What Is the Motivation?
 
     Are the schoolboys jealous? Are they envious of Ms. Davis’s classiness? Her work ethic? Her overwhelming involvement in school affairs? Her attractiveness?
     The boys should be paddled and sent to their rooms without dinner — for the next two years in Mr. Bubar’s case, the next four years for the dentist.
     The boys should take a lesson in conduct from their big brothers on the City Council. For all of the members’ squabbling, their disputes center on policy disagreements, not what happens in their lives off-stage.
     Mr. Bubar and Dr. Russell evidently are too embarrassed about their abysmal performances on their own healthcare benefits to talk about the self-inflicted fiasco in public. For eleven months they have stuck their fingers in their ears and pretended they have not heard the questions we have asked.
     But, hoo boy, when it comes to deconstructing Ms.
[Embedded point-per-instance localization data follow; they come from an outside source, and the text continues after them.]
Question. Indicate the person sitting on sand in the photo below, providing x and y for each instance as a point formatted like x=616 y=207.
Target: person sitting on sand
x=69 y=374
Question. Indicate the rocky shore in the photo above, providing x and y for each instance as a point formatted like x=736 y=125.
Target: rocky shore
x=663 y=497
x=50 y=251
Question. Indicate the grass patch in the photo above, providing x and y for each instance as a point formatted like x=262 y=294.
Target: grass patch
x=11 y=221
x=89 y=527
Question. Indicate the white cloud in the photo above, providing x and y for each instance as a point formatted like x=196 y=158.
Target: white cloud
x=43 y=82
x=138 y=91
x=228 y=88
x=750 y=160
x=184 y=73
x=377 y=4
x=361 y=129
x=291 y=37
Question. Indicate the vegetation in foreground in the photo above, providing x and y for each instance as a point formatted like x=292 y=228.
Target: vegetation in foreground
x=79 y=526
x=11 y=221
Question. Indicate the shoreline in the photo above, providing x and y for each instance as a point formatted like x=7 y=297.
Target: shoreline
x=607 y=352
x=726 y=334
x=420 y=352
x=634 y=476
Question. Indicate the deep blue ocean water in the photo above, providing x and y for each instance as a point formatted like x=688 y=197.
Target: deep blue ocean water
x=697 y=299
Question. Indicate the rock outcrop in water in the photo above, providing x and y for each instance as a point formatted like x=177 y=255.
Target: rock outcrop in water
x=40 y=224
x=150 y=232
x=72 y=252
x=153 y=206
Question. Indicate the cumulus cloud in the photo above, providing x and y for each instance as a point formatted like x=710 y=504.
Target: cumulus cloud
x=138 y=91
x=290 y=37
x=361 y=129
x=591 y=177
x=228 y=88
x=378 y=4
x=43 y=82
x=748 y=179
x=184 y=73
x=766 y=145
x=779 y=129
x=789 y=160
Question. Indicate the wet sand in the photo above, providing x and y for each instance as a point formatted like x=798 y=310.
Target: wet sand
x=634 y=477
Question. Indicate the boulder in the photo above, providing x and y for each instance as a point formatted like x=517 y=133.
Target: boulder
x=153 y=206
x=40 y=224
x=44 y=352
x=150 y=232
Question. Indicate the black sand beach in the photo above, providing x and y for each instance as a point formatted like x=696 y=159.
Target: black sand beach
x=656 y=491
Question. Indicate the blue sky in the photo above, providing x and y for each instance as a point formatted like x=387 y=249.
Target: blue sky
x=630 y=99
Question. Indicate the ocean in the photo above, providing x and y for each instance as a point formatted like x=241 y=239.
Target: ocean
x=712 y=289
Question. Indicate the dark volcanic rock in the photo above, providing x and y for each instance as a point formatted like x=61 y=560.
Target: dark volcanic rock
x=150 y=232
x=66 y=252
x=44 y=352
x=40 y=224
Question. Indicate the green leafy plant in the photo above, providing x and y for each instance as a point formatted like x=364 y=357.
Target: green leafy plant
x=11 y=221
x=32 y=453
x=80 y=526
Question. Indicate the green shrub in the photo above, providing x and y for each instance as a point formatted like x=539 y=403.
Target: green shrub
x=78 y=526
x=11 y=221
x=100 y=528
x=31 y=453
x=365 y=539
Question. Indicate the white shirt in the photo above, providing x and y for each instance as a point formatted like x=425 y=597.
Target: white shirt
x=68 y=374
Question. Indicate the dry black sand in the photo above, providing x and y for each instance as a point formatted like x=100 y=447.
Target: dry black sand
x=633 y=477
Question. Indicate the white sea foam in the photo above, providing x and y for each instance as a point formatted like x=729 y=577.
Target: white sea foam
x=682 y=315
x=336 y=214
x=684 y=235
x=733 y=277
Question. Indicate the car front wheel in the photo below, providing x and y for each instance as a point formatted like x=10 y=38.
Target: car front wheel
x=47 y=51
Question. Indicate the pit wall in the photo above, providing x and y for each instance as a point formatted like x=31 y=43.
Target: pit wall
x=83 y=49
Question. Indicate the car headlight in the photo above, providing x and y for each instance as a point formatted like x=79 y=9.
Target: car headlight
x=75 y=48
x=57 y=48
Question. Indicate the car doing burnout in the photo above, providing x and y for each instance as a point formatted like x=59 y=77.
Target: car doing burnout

Davis, picking her apart so personally as if she were a chicken bone, these naughty little schoolboys act fifty years younger than their true ages.
     Their coarse actions violate the lowest, most boorish standards of gentlemanly behavior. Surely their parents taught them better manners.
     Once again, for what must be the hundredth time since they came to office, Mr. Bubar and Dr. Russell have awkwardly placed themselves in defenseless positions.
     How do you defend a sneak attack?  How do you defend playing bully?
     After so childishly beating up on Ms. Davis, how can they be taken seriously as policymakers?
     It is perfectly appropriate for Mr. Bubar and Dr. Russell to challenge any personal claim by Ms. Davis — in private, not in public. The schoolboys, however, seem a little slow on the uptake.
     A man from the Democratic Club told me about a letter the club received from a School Board member criticizing the club for saluting Ms. Davis.
     Will the gall of these people ever bottom out?
     For the unfortunate but courageous Ms. Davis, this must feel like being locked into a dreadful forced marriage.
     How stomach-turning it must be at every meeting, facing your unmanly accusers.

     As more hip people say, you go, girl. The weight of right is on your side.